Fireworks light up night
By ELIZABETH GOLDEN
Tom Meiers has 20 scrapbooks -- one for every year of the Wild West Festival. He has seen it all, from its inception to organizing the same show 20 years later, only much bigger.
Meiers is in charge of all aspects of fireworks production at the Wild West Festival, and is the only remaining founding member on the committee.
"We started the festival 20 years ago because no one was here on the Fourth of July," he said. "The city of Hays needed a celebration for the city of Hays. We decided on fireworks, but how do you pay for it? Well, you do the concerts. We started from scratch."
Meiers, along with four others, were instrumental from the beginning. The fireworks committee since has grown to more than 40 members.
"I wanted to do something we could brag about and show everyone what Hays is really about," Meiers said. "The idea was to support the fireworks with the concerts and do it around the Fourth of July date."
The fireworks show costs an average of $1,000 per minute. Friday's show lasted just less than 20 minutes.
"The funding comes from the $15 ticket," Meiers said. "The idea was you buy a ticket, go to the concerts, then we can fund this with the money we make from the concerts. All the money from this festival goes back into the city somehow."
The entire town makes money, Meiers said, especially the restaurants and hotels.
Organization of the fireworks show requires coordination from the WWF committee as well as the city and Fort Hays State University. U.S. Highway 183 Bypass is shut down to accommodate approximately 25,000 people lining the dike.
The Hays police department and fire department stand by to ensure safety.
"We work with the fireworks company, making sure everyone is safe and conditions are appropriate," said Ryan Hagans with Hays Fire Deptartment. "Last year we had to wet down the grounds; this year we were fortunate enough to have rain. But, we still have fire trucks surrounding the area to put out small grass fires."
Preparation for the fireworks show takes two to three day. Approximately 1,700 tubes are set up on the south side of the Gross Memorial Coliseum at FHSU. Each tube contains an explosive shell hooked up to a wire. The wires individually are connected to a master control board.
"Some of the shells are the size of a basketball," Meiers said. "We are not shooting regular fireworks; we are shooting very explosive shells and dealing with some heavy-duty dynamite."
Along with size, each shell is made differently.

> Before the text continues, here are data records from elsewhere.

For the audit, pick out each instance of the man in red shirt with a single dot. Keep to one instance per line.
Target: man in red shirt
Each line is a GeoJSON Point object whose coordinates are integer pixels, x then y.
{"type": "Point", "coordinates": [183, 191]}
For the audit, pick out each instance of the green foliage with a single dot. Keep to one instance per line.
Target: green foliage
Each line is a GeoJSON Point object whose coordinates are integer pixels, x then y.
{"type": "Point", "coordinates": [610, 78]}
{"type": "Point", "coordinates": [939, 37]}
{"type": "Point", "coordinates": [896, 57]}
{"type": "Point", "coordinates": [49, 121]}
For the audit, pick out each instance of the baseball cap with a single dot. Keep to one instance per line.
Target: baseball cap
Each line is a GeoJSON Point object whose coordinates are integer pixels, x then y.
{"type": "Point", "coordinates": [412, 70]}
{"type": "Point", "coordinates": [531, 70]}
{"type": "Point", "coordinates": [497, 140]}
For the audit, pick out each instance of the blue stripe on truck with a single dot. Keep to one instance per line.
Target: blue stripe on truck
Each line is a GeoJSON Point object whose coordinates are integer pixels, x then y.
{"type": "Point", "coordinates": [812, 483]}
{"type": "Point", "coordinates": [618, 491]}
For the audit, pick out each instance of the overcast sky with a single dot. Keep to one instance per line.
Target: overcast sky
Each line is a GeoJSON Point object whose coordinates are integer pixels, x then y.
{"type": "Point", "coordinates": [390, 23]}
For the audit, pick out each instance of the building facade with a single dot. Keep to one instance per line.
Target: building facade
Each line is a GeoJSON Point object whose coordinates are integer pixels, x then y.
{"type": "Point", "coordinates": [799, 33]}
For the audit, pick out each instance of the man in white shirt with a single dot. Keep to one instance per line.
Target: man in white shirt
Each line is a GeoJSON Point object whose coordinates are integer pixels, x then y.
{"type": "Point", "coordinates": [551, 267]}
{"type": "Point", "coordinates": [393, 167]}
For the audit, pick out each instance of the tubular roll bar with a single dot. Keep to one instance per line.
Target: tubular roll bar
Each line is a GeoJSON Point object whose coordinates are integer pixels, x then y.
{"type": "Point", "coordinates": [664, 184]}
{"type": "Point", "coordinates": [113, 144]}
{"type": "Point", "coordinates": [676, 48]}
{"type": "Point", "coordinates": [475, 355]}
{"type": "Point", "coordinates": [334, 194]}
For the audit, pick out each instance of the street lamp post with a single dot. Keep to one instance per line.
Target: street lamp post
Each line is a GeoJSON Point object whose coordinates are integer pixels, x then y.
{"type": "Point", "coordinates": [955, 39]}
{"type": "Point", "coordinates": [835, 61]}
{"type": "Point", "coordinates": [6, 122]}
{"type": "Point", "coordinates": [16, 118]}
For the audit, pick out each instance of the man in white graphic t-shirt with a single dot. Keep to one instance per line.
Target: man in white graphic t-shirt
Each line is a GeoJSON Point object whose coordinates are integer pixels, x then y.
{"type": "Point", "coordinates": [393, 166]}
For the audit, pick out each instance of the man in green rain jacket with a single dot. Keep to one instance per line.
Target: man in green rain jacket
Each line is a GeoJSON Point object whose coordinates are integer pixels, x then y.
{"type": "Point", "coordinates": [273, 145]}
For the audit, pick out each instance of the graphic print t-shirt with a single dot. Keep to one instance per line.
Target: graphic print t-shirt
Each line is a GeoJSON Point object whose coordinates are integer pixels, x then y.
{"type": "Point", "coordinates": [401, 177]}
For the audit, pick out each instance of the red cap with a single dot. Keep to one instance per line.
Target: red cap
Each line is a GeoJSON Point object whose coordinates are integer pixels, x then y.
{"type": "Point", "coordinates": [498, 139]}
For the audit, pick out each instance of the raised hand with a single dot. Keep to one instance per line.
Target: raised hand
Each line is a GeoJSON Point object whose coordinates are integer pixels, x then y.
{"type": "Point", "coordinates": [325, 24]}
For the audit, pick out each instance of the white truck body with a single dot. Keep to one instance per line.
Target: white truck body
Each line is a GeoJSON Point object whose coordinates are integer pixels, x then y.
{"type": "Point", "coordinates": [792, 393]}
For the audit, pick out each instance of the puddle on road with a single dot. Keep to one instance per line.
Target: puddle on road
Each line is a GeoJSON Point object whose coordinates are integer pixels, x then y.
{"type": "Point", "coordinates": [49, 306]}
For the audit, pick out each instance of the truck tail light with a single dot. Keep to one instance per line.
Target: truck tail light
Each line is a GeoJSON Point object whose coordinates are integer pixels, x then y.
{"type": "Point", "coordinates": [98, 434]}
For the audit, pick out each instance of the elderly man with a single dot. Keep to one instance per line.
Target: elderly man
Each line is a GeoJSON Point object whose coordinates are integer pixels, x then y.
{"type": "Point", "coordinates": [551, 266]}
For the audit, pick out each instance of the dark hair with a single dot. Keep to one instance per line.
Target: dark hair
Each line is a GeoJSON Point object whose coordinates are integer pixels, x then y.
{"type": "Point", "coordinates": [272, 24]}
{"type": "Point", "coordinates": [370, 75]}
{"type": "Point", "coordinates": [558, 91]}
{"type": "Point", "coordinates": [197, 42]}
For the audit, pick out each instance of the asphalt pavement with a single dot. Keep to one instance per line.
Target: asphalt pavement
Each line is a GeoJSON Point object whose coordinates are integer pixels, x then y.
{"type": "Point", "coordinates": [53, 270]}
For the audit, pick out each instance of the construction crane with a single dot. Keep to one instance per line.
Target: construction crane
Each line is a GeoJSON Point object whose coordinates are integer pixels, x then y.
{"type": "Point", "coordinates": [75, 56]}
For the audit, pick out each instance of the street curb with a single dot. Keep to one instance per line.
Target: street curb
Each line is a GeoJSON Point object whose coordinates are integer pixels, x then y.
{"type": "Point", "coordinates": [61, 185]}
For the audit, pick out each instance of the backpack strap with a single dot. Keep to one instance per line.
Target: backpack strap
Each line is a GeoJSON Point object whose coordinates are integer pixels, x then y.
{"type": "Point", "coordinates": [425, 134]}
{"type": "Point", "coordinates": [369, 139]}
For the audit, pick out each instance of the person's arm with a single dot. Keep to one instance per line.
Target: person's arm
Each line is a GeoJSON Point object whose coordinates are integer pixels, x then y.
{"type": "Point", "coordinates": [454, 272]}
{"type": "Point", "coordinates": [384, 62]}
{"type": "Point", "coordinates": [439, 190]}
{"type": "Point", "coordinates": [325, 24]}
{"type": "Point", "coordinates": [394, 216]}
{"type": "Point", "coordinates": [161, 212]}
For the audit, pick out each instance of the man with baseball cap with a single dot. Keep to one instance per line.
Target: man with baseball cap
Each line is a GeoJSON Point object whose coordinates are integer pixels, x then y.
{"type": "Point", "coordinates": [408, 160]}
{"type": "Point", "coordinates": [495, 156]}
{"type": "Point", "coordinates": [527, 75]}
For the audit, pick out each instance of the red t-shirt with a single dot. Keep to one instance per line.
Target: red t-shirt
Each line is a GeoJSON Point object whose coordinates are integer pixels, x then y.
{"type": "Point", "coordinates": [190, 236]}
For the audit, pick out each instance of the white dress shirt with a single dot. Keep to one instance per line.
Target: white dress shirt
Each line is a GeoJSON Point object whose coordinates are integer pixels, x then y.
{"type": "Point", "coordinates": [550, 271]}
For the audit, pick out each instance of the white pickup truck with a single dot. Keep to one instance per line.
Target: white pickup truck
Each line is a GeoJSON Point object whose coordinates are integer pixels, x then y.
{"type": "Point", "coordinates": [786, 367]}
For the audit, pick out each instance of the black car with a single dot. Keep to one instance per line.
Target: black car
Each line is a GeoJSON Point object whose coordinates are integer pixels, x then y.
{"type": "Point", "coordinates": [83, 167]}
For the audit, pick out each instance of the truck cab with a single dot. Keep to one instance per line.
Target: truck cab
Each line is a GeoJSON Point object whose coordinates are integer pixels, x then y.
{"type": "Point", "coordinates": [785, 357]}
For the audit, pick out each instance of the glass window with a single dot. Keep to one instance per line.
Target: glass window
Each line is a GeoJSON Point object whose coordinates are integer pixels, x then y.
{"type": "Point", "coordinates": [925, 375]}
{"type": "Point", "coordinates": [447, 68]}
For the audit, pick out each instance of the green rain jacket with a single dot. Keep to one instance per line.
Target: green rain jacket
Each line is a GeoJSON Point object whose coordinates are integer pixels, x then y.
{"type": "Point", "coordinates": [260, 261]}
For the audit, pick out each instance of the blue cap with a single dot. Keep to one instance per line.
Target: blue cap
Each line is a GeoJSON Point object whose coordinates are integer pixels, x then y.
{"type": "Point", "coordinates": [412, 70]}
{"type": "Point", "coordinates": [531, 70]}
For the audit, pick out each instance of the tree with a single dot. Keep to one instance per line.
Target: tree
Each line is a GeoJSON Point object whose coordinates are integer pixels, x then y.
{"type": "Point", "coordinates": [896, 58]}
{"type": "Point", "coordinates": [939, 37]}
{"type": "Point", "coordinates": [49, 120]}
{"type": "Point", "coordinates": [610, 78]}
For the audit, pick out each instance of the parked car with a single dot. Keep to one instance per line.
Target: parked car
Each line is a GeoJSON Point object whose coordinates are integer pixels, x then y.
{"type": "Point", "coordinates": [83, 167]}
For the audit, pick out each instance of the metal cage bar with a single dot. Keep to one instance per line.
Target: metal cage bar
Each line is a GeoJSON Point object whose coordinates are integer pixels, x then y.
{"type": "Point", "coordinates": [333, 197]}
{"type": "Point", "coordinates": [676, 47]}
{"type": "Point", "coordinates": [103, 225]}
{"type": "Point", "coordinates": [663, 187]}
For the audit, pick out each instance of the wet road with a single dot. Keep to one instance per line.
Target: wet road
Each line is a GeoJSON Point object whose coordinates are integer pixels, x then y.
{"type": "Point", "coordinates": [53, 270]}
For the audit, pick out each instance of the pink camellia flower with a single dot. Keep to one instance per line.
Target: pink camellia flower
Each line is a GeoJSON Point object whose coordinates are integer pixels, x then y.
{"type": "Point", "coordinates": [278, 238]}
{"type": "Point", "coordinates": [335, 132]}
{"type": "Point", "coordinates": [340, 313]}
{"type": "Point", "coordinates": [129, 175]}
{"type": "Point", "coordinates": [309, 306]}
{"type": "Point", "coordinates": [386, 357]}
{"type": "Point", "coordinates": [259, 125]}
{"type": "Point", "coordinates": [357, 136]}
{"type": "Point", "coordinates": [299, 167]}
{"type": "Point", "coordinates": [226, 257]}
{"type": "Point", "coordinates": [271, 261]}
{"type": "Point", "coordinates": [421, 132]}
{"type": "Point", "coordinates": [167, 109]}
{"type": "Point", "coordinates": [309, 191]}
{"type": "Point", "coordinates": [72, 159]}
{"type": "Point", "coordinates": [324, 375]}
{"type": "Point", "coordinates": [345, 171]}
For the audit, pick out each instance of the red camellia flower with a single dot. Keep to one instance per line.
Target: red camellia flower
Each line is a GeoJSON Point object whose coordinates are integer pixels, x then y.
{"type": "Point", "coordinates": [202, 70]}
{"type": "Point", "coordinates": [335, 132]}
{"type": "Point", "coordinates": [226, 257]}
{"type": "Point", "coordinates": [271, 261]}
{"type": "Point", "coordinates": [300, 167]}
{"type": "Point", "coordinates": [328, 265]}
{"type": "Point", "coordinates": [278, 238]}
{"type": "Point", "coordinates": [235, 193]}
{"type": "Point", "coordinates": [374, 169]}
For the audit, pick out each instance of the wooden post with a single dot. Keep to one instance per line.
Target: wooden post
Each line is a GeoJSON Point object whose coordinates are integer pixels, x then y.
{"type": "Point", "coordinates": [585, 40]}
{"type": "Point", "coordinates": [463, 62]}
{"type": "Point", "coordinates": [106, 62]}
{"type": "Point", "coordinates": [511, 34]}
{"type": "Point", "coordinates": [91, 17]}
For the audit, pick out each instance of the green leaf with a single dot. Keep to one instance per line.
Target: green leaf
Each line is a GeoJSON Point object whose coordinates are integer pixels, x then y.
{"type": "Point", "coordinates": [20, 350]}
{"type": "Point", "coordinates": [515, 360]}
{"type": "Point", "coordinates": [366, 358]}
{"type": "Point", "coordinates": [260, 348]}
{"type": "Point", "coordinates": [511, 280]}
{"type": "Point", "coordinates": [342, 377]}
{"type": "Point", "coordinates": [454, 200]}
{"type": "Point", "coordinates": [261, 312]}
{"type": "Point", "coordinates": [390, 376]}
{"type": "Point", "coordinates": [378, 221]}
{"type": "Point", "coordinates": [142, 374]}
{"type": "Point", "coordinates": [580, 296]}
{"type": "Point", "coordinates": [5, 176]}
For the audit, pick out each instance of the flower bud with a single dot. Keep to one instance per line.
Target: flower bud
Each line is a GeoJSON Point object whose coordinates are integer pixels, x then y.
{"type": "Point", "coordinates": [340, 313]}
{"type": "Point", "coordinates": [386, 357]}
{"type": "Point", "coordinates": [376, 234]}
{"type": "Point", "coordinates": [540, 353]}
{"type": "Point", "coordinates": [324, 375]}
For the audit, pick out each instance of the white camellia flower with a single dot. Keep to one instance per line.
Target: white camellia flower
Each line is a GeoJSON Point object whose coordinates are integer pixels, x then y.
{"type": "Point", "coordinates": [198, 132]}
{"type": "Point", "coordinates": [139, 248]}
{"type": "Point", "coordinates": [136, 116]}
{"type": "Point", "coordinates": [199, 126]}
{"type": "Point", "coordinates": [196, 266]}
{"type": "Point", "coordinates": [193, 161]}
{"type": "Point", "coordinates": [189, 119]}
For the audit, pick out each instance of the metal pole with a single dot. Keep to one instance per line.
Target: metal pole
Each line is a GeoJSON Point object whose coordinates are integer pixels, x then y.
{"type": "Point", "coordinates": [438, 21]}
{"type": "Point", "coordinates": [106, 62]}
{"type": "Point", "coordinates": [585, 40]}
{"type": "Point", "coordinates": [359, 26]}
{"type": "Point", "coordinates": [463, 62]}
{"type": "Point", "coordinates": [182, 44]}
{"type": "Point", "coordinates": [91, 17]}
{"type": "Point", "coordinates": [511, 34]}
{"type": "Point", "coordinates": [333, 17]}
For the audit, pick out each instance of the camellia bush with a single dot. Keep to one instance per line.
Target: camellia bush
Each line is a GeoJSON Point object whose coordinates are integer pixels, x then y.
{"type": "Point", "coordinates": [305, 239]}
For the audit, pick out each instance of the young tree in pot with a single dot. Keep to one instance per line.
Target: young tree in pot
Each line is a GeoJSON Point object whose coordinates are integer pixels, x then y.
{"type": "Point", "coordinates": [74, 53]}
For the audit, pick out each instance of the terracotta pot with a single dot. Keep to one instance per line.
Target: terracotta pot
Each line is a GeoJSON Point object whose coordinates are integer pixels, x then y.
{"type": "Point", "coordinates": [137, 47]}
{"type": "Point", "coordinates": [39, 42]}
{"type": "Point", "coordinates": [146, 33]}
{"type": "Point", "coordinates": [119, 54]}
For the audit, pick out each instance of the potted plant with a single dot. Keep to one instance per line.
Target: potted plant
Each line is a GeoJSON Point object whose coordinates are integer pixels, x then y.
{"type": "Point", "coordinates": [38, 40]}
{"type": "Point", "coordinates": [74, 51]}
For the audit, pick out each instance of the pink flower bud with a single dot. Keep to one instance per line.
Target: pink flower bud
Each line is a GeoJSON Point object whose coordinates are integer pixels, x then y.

"The shells come in different colors," Meiers said, "some explode immediately, some will trail out. All shells do different things when they're up in the air."
Meiers said the next three to four weeks will be filled with picking up debris.
"When the fireworks blow up, they go into the air, but the fragments are all over the place," Meiers said. "People don't realize this isn't something we just bring in. You need the right people, the right company, the right explosives. It's a major undertaking. While everyone over there is having a good time, we're cleaning up the mess."
Billy Saffer, Olathe, has been involved in the fireworks business for 11 years, and he was responsible for controlling this year's show.
"The Hays show is pretty straight forward," he said. "It just requires a good knowledge of fireworks and safety. I just plug them into a box with a bunch of switches. Oh and then I get to blow stuff up, of course."
Saffer's biggest concern was the wind.
"The big deal with the wind is how far it will carry the burning embers if it's too dry out," he said. "When it's real windy like this, a lot of the effects rely on not having this much wind."
Although windy in the early afternoon, Saffer said the show went smoothly.
"We can brag about having the biggest show in western Kansas," Meiers said.
"Our show is three times bigger than the show in Salina. We get the gratification that we can put on a top-quality exceptional fireworks show."